Les développements des dernières années, qu’il s’agisse des politiques climatiques de l’Union européenne ou de la loi sur la réduction de l’inflation adoptée par Joe Biden, témoignent de l’influence de l’agenda du Green New Deal, même si nombre de ses propositions initiales ont été atténuées. Aujourd’hui, alors que l’action climatique se trouve mêlée à la lutte pour la suprématie géopolitique et menacée par la contre-révolution MAGA, les écologistes et progressistes peuvent-ils reprendre l’initiative ?

Au début de son second mandat, le président américain Donald Trump a explicitement ordonné la fin du Green New Deal. Ce slogan, qui avait été au centre de la politique progressiste et écologiste pendant cinq ans, a été discrédité comme étant « ridicule » et « inutile ». Vue à travers le prisme du déni climatique promu par la nouvelle administration américaine, le Green New Deal est devenu le symbole de tout ce que l’administration cherche à démanteler.

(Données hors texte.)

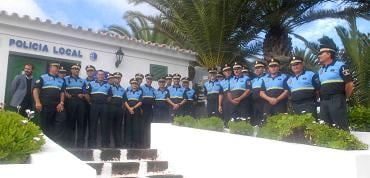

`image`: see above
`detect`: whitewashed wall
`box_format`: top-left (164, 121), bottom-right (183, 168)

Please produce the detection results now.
top-left (0, 12), bottom-right (196, 101)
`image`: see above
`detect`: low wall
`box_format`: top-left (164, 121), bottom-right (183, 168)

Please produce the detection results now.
top-left (0, 136), bottom-right (96, 178)
top-left (151, 123), bottom-right (370, 178)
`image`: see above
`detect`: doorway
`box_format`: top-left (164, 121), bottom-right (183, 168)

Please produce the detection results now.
top-left (5, 53), bottom-right (79, 106)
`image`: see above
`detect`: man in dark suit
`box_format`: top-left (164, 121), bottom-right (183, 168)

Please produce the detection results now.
top-left (10, 64), bottom-right (35, 117)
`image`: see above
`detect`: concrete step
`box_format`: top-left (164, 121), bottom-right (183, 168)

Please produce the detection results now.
top-left (68, 148), bottom-right (158, 161)
top-left (87, 161), bottom-right (168, 176)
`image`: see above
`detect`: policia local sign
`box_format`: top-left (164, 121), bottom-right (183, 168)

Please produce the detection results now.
top-left (9, 38), bottom-right (83, 58)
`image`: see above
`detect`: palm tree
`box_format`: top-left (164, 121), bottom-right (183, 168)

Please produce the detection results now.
top-left (126, 0), bottom-right (260, 67)
top-left (107, 12), bottom-right (175, 46)
top-left (247, 0), bottom-right (368, 63)
top-left (335, 16), bottom-right (370, 106)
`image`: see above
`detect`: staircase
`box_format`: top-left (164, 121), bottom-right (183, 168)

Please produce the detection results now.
top-left (68, 148), bottom-right (183, 178)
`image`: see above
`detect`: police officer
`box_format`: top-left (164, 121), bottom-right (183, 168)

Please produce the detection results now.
top-left (182, 77), bottom-right (196, 117)
top-left (85, 70), bottom-right (112, 148)
top-left (220, 64), bottom-right (232, 127)
top-left (165, 74), bottom-right (173, 88)
top-left (287, 56), bottom-right (320, 119)
top-left (124, 78), bottom-right (143, 148)
top-left (135, 73), bottom-right (144, 86)
top-left (64, 64), bottom-right (86, 147)
top-left (58, 66), bottom-right (67, 79)
top-left (84, 65), bottom-right (96, 144)
top-left (141, 74), bottom-right (155, 148)
top-left (242, 65), bottom-right (249, 77)
top-left (216, 71), bottom-right (224, 81)
top-left (153, 77), bottom-right (171, 123)
top-left (107, 73), bottom-right (115, 85)
top-left (203, 68), bottom-right (222, 117)
top-left (33, 63), bottom-right (66, 144)
top-left (260, 58), bottom-right (289, 116)
top-left (227, 62), bottom-right (251, 121)
top-left (318, 45), bottom-right (353, 130)
top-left (167, 73), bottom-right (187, 120)
top-left (85, 65), bottom-right (96, 83)
top-left (250, 60), bottom-right (267, 126)
top-left (109, 72), bottom-right (125, 148)
top-left (242, 64), bottom-right (253, 118)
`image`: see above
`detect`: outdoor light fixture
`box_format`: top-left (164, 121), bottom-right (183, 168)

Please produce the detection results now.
top-left (115, 47), bottom-right (124, 68)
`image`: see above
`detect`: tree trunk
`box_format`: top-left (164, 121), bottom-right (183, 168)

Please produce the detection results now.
top-left (263, 25), bottom-right (292, 63)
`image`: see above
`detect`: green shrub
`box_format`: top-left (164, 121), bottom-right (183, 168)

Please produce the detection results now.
top-left (0, 111), bottom-right (45, 164)
top-left (257, 113), bottom-right (368, 150)
top-left (306, 124), bottom-right (368, 150)
top-left (229, 121), bottom-right (254, 136)
top-left (349, 106), bottom-right (370, 132)
top-left (257, 113), bottom-right (313, 141)
top-left (173, 115), bottom-right (196, 127)
top-left (194, 117), bottom-right (224, 131)
top-left (173, 116), bottom-right (224, 131)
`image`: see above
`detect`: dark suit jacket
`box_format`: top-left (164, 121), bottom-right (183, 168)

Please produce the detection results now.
top-left (10, 74), bottom-right (35, 107)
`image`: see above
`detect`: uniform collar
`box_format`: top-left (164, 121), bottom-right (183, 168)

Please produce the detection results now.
top-left (323, 59), bottom-right (336, 68)
top-left (158, 87), bottom-right (166, 91)
top-left (294, 69), bottom-right (306, 78)
top-left (255, 73), bottom-right (264, 79)
top-left (95, 80), bottom-right (105, 84)
top-left (113, 84), bottom-right (122, 88)
top-left (48, 73), bottom-right (57, 78)
top-left (86, 77), bottom-right (94, 81)
top-left (144, 84), bottom-right (152, 88)
top-left (173, 84), bottom-right (181, 88)
top-left (71, 75), bottom-right (80, 80)
top-left (267, 72), bottom-right (281, 78)
top-left (129, 88), bottom-right (139, 93)
top-left (234, 75), bottom-right (243, 79)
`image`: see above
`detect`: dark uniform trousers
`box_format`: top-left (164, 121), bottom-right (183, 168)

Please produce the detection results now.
top-left (291, 99), bottom-right (318, 119)
top-left (40, 105), bottom-right (66, 144)
top-left (222, 93), bottom-right (232, 127)
top-left (141, 101), bottom-right (153, 148)
top-left (263, 99), bottom-right (287, 116)
top-left (170, 98), bottom-right (183, 120)
top-left (206, 94), bottom-right (220, 117)
top-left (251, 98), bottom-right (265, 126)
top-left (108, 104), bottom-right (124, 148)
top-left (320, 94), bottom-right (349, 130)
top-left (182, 100), bottom-right (194, 117)
top-left (153, 101), bottom-right (171, 123)
top-left (230, 90), bottom-right (250, 119)
top-left (89, 103), bottom-right (109, 148)
top-left (124, 107), bottom-right (143, 148)
top-left (65, 97), bottom-right (86, 147)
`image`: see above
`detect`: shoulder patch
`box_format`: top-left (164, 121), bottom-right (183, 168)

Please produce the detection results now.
top-left (342, 69), bottom-right (350, 76)
top-left (36, 79), bottom-right (40, 84)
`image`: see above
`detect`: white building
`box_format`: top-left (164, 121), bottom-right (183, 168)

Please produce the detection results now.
top-left (0, 11), bottom-right (196, 104)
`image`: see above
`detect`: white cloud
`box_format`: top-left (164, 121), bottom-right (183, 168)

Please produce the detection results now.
top-left (90, 0), bottom-right (159, 16)
top-left (0, 0), bottom-right (48, 19)
top-left (292, 18), bottom-right (348, 48)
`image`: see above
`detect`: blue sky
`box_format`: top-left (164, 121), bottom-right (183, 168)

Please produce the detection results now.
top-left (1, 0), bottom-right (369, 49)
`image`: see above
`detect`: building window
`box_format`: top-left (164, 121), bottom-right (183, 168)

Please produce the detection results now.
top-left (150, 64), bottom-right (168, 81)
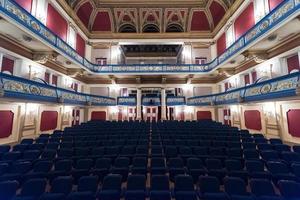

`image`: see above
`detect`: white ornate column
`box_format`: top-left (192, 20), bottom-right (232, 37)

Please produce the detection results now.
top-left (136, 88), bottom-right (142, 120)
top-left (161, 88), bottom-right (167, 120)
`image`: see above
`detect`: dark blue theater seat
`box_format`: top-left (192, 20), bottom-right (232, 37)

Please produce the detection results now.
top-left (174, 175), bottom-right (197, 200)
top-left (150, 175), bottom-right (171, 200)
top-left (97, 174), bottom-right (122, 200)
top-left (199, 176), bottom-right (228, 200)
top-left (125, 175), bottom-right (146, 200)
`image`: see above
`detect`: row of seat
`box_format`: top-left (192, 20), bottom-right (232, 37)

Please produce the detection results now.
top-left (2, 174), bottom-right (300, 200)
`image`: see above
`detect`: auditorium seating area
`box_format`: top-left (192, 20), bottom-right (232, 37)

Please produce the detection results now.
top-left (0, 121), bottom-right (300, 200)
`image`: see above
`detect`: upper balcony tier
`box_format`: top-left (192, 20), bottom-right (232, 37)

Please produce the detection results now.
top-left (0, 0), bottom-right (299, 75)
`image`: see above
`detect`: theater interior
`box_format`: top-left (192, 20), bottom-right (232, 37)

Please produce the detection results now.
top-left (0, 0), bottom-right (300, 199)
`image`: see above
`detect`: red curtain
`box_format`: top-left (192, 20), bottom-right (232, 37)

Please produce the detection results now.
top-left (269, 0), bottom-right (284, 10)
top-left (91, 111), bottom-right (106, 121)
top-left (217, 33), bottom-right (226, 56)
top-left (1, 57), bottom-right (14, 74)
top-left (14, 0), bottom-right (32, 12)
top-left (46, 4), bottom-right (68, 41)
top-left (76, 34), bottom-right (86, 57)
top-left (0, 111), bottom-right (14, 138)
top-left (40, 111), bottom-right (58, 131)
top-left (234, 2), bottom-right (255, 39)
top-left (287, 55), bottom-right (300, 73)
top-left (244, 110), bottom-right (262, 131)
top-left (287, 109), bottom-right (300, 138)
top-left (197, 111), bottom-right (212, 121)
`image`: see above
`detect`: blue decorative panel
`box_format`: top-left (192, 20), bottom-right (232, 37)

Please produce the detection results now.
top-left (0, 73), bottom-right (116, 106)
top-left (166, 96), bottom-right (186, 106)
top-left (117, 97), bottom-right (137, 106)
top-left (142, 97), bottom-right (161, 106)
top-left (187, 72), bottom-right (300, 106)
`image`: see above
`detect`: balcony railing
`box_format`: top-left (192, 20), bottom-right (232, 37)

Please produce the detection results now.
top-left (117, 97), bottom-right (137, 106)
top-left (0, 73), bottom-right (116, 106)
top-left (187, 72), bottom-right (300, 106)
top-left (167, 96), bottom-right (186, 106)
top-left (0, 0), bottom-right (299, 74)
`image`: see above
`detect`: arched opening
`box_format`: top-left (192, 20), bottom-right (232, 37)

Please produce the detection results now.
top-left (166, 23), bottom-right (184, 32)
top-left (119, 24), bottom-right (137, 33)
top-left (142, 24), bottom-right (160, 33)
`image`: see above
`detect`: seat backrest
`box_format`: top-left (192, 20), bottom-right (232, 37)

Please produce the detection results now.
top-left (199, 176), bottom-right (220, 193)
top-left (55, 159), bottom-right (72, 171)
top-left (187, 158), bottom-right (203, 169)
top-left (33, 161), bottom-right (52, 172)
top-left (168, 158), bottom-right (184, 168)
top-left (151, 158), bottom-right (166, 167)
top-left (132, 157), bottom-right (147, 167)
top-left (174, 175), bottom-right (194, 192)
top-left (269, 138), bottom-right (283, 145)
top-left (0, 145), bottom-right (10, 153)
top-left (267, 161), bottom-right (289, 174)
top-left (21, 138), bottom-right (34, 145)
top-left (12, 161), bottom-right (32, 173)
top-left (127, 175), bottom-right (146, 190)
top-left (76, 159), bottom-right (94, 169)
top-left (243, 149), bottom-right (259, 159)
top-left (293, 145), bottom-right (300, 153)
top-left (224, 177), bottom-right (247, 196)
top-left (278, 180), bottom-right (300, 198)
top-left (21, 178), bottom-right (46, 197)
top-left (0, 180), bottom-right (18, 199)
top-left (102, 174), bottom-right (122, 190)
top-left (151, 175), bottom-right (169, 191)
top-left (291, 163), bottom-right (300, 177)
top-left (250, 179), bottom-right (276, 196)
top-left (78, 176), bottom-right (98, 193)
top-left (114, 157), bottom-right (130, 168)
top-left (205, 159), bottom-right (223, 169)
top-left (41, 149), bottom-right (56, 159)
top-left (95, 158), bottom-right (111, 169)
top-left (225, 159), bottom-right (243, 171)
top-left (51, 176), bottom-right (73, 195)
top-left (245, 160), bottom-right (264, 172)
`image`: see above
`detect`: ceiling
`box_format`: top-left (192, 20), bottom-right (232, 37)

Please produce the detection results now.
top-left (64, 0), bottom-right (235, 34)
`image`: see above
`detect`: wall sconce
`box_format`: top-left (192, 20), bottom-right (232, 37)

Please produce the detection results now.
top-left (184, 106), bottom-right (194, 114)
top-left (183, 84), bottom-right (193, 92)
top-left (111, 106), bottom-right (119, 115)
top-left (263, 102), bottom-right (276, 118)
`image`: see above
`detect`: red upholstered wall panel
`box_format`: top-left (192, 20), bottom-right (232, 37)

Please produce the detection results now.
top-left (1, 57), bottom-right (14, 74)
top-left (190, 11), bottom-right (210, 31)
top-left (92, 12), bottom-right (111, 31)
top-left (244, 110), bottom-right (262, 131)
top-left (197, 111), bottom-right (212, 121)
top-left (40, 111), bottom-right (58, 131)
top-left (0, 111), bottom-right (14, 139)
top-left (287, 55), bottom-right (300, 73)
top-left (76, 2), bottom-right (93, 29)
top-left (76, 34), bottom-right (86, 57)
top-left (91, 111), bottom-right (106, 121)
top-left (209, 1), bottom-right (226, 27)
top-left (46, 4), bottom-right (68, 41)
top-left (14, 0), bottom-right (32, 12)
top-left (269, 0), bottom-right (284, 10)
top-left (234, 2), bottom-right (255, 40)
top-left (217, 33), bottom-right (226, 56)
top-left (287, 109), bottom-right (300, 137)
top-left (244, 74), bottom-right (250, 85)
top-left (252, 71), bottom-right (257, 82)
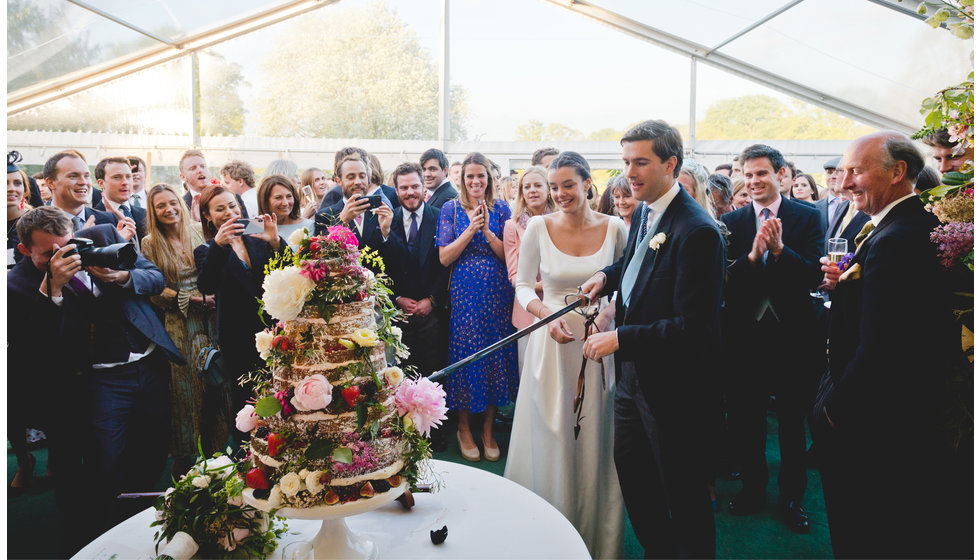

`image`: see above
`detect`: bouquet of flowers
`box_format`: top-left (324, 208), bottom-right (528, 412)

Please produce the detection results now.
top-left (151, 453), bottom-right (287, 559)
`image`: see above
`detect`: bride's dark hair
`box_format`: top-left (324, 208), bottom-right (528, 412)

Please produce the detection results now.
top-left (549, 151), bottom-right (595, 199)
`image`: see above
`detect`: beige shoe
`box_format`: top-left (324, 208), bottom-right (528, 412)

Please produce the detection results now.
top-left (458, 432), bottom-right (481, 462)
top-left (482, 437), bottom-right (500, 462)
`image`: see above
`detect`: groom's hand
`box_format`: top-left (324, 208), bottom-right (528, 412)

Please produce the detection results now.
top-left (580, 272), bottom-right (606, 302)
top-left (583, 330), bottom-right (618, 361)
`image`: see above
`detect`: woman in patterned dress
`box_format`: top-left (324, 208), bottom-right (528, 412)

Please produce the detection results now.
top-left (141, 184), bottom-right (230, 470)
top-left (437, 152), bottom-right (518, 462)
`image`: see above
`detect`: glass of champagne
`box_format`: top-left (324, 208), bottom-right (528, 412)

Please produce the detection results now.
top-left (827, 237), bottom-right (848, 266)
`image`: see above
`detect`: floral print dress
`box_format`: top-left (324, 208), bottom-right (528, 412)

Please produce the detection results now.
top-left (436, 199), bottom-right (519, 413)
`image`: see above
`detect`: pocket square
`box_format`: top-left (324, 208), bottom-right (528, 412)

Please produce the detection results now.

Ce paradoxe, comme l’ont souligné Frida Garza et Kate Yode, réside dans le fait que la déclaration de guerre de Trump au Green New Deal intervient contre un ennemi qui n’existe pas réellement. L’administration Biden n’a pas adopté de législation portante explicitement le nom de Green New Deal, bien qu’elle ait élaboré la loi sur la réduction de l’inflation (IRA), un ensemble ambitieux de mesures inspirées des propositions du Green New Deal, soutenu et porté par les mouvements écologistes américains, et défendu par la gauche du Parti démocrate. C’est précisément l’IRA que l’ordonnance exécutive de Trump a suspendue.

Bien que cette dernière constitue le package le plus avancé jamais proposé par l’administration Biden, elle reste très éloignée du programme initial du Green New Deal, lorsque le nom est devenu à la mode à la fin 2018. Au fil de 2023 et 2024, les écologistes cherchant un changement radical sont devenus plus ambivalents vis-à-vis du Green New Deal. Si la démarche a permis des avancées historiques, elle a également présenté ses limites.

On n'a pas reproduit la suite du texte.